Ohio church holds Safety Town for refugee children
A newspaper article and the Holy Spirit inspired an Ohio pastor to create a community project that embraces two of the United Church of Christ’s Three Great Loves. Akron Safety Town, which provides free safety education for kindergarten and first-graders in that city, was designed by Fairlawn-West United Church of Christ and constructed by volunteers from several other UCC congregations to embody a love of children and a love of neighbor.
“Five years ago I read an article in the Akron Beacon Journal that indicated, on the average, a child is hit by a car every 12 days in the city of Akron,” said the Rev. Deborah Rhinesmith, pastor of Fairlawn-West UCC. She also noted that wasn’t the case in communities around Akron that had Safety Towns. So she told her congregation, “Not only should we do something about the problem, we could do something about it.”
In response, the church preschool staff developed a curriculum, as two members who are carpenters toured other area Safety Towns to produce construction plans for the buildings. They then called on other UCC congregations around the city – Emanuel, Pilgrim, Richfield, Trinity, Uniontown, and First Grace – for help to build them. In the four years Akron Safety Town has been in operation, hundreds of children have been taught valuable life lessons just before they head off to school.

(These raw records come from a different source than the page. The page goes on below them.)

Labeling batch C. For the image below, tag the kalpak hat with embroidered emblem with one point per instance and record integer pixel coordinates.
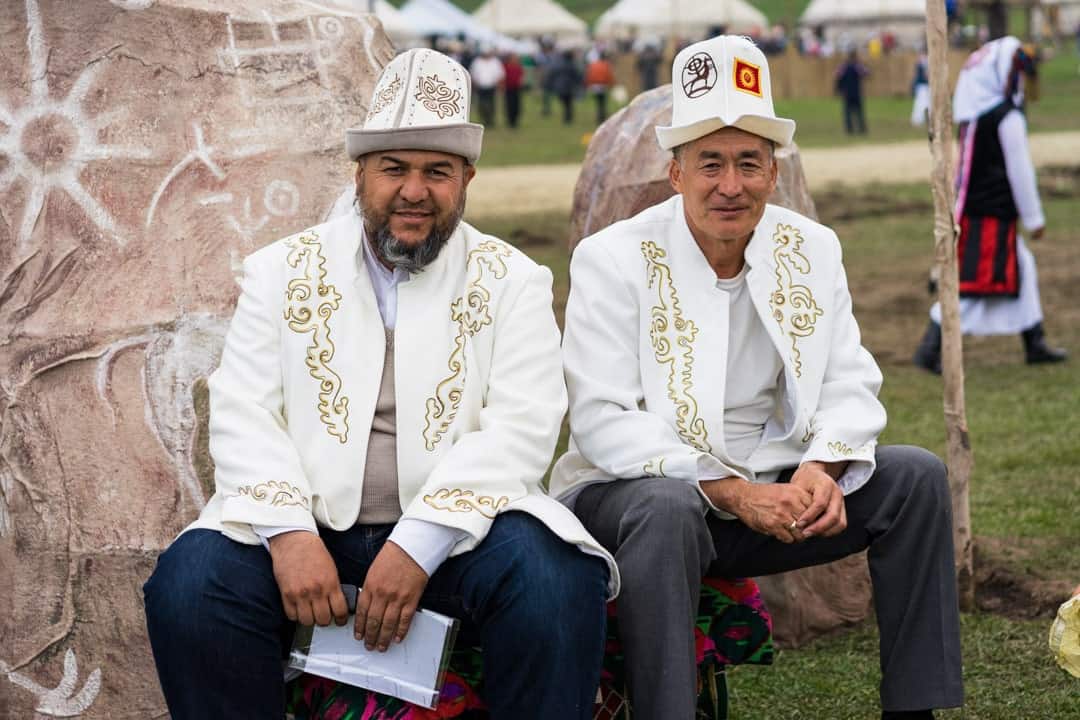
(723, 82)
(420, 103)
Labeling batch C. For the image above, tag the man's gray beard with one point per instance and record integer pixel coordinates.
(410, 258)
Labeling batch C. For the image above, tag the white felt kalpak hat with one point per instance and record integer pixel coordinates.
(420, 103)
(718, 83)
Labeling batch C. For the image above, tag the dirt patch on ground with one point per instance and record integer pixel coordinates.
(1004, 588)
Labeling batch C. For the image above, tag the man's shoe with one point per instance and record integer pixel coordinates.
(928, 355)
(1036, 350)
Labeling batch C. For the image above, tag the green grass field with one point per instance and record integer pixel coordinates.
(1026, 483)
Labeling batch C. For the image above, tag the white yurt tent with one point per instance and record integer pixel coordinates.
(531, 18)
(854, 22)
(440, 17)
(685, 18)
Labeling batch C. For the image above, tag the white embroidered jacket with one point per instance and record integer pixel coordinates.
(478, 386)
(645, 354)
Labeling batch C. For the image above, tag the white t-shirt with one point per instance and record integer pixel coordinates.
(754, 371)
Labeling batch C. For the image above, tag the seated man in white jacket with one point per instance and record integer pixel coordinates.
(724, 412)
(388, 401)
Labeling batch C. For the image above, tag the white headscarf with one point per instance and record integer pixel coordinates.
(984, 80)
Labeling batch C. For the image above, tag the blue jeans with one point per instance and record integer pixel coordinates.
(537, 605)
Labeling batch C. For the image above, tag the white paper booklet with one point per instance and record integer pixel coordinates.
(412, 669)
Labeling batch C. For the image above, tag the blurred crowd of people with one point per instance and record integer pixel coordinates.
(562, 76)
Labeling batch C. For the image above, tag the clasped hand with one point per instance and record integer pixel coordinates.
(311, 592)
(811, 504)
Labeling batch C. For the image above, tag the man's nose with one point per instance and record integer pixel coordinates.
(729, 184)
(414, 189)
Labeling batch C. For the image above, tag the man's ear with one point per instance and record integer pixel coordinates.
(675, 175)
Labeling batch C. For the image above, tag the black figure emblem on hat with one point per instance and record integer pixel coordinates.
(699, 75)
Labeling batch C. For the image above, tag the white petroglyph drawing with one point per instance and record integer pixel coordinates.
(369, 22)
(49, 141)
(250, 50)
(62, 701)
(202, 153)
(174, 360)
(280, 199)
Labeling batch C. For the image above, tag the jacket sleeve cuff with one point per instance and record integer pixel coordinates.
(427, 543)
(269, 510)
(861, 461)
(266, 532)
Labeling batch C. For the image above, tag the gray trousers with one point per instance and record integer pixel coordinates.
(664, 544)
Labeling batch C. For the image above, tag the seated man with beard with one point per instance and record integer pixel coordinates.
(389, 397)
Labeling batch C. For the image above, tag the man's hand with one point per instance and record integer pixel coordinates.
(307, 579)
(769, 508)
(826, 515)
(389, 599)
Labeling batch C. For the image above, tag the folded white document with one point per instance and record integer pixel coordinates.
(413, 669)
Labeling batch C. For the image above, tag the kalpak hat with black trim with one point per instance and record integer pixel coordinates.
(420, 103)
(723, 82)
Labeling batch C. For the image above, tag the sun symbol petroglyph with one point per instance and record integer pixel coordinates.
(49, 141)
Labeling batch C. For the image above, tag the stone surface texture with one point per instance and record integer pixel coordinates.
(625, 172)
(146, 146)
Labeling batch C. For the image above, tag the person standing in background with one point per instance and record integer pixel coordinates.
(920, 93)
(648, 66)
(996, 189)
(849, 86)
(564, 80)
(487, 73)
(599, 78)
(513, 81)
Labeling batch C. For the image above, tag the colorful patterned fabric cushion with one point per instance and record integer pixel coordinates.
(733, 628)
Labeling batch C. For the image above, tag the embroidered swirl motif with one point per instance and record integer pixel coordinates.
(466, 501)
(437, 96)
(793, 304)
(385, 97)
(472, 314)
(673, 337)
(309, 303)
(841, 449)
(283, 493)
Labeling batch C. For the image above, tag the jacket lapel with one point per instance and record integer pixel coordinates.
(766, 289)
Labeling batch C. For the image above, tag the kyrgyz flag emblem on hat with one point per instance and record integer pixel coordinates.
(747, 77)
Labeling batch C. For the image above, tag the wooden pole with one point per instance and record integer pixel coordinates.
(958, 454)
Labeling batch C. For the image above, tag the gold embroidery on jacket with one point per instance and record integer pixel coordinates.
(283, 493)
(471, 313)
(841, 449)
(670, 330)
(655, 469)
(457, 500)
(793, 304)
(309, 303)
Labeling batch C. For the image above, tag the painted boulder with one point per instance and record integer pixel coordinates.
(146, 146)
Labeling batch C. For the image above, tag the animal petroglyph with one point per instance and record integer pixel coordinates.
(62, 701)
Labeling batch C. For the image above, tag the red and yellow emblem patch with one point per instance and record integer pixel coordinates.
(747, 77)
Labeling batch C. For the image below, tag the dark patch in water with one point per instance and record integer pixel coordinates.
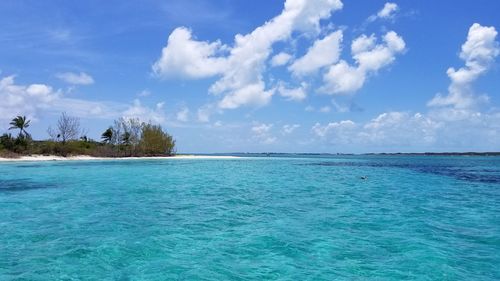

“This was inspired by the Holy Spirit,” Rhinesmith said. “Created by the church and made possible by a large body of volunteers.”
In addition to many UCC churches in the area who provide those volunteers, now to help work with the children and with registration, the Fairlawn-West team has been partnering with the Akron Public Schools, the Akron Police and Fire Departments, and Akron Children’s Hospital.
They offer four weeks of instruction in June and July, each at a different elementary school around the city, as the only Safety Town in the country that can break down and move to different parts of the community.
For a week – Monday through Friday from 9:00 am until noon — the youngsters, with the help of local professionals, get hands on experience learning and practicing bicycle, playground and fire safety, how to be safe around dogs, wary of strangers and how to call 911. But there is also tremendous value in relationship building. An especially important lesson learned the last week in July, for 74 children from refugee families in Akron.
“Many of them have come from countries where people in authority were a threat – that’s why they are here in this country, to be in a safe environment,” Rhinesmith said. “It’s very important for them to know not only the local people and the language, but that police and firefighters are their friends and are here to help them.”
And the young refugees, who speak English, Spanish, Nepali, Butanese and Arabic, also took valuable lessons back to teach their families – simple things like looking both ways before you cross a street, or waiting for a walk sign.
“So often we in the UCC are aware of social injustices, we see people are struggling, but we feel disempowered – wondering how do we address this? Here is one example,” Rhinesmith said. “We came together as a group to get something started, and more and more community groups engaged. You don’t have to think you have to solve the problem. We just have to start working on the problem together.”
As Rhinesmith said, “We can do something – one little step will take us a million miles in creating a just world for all.”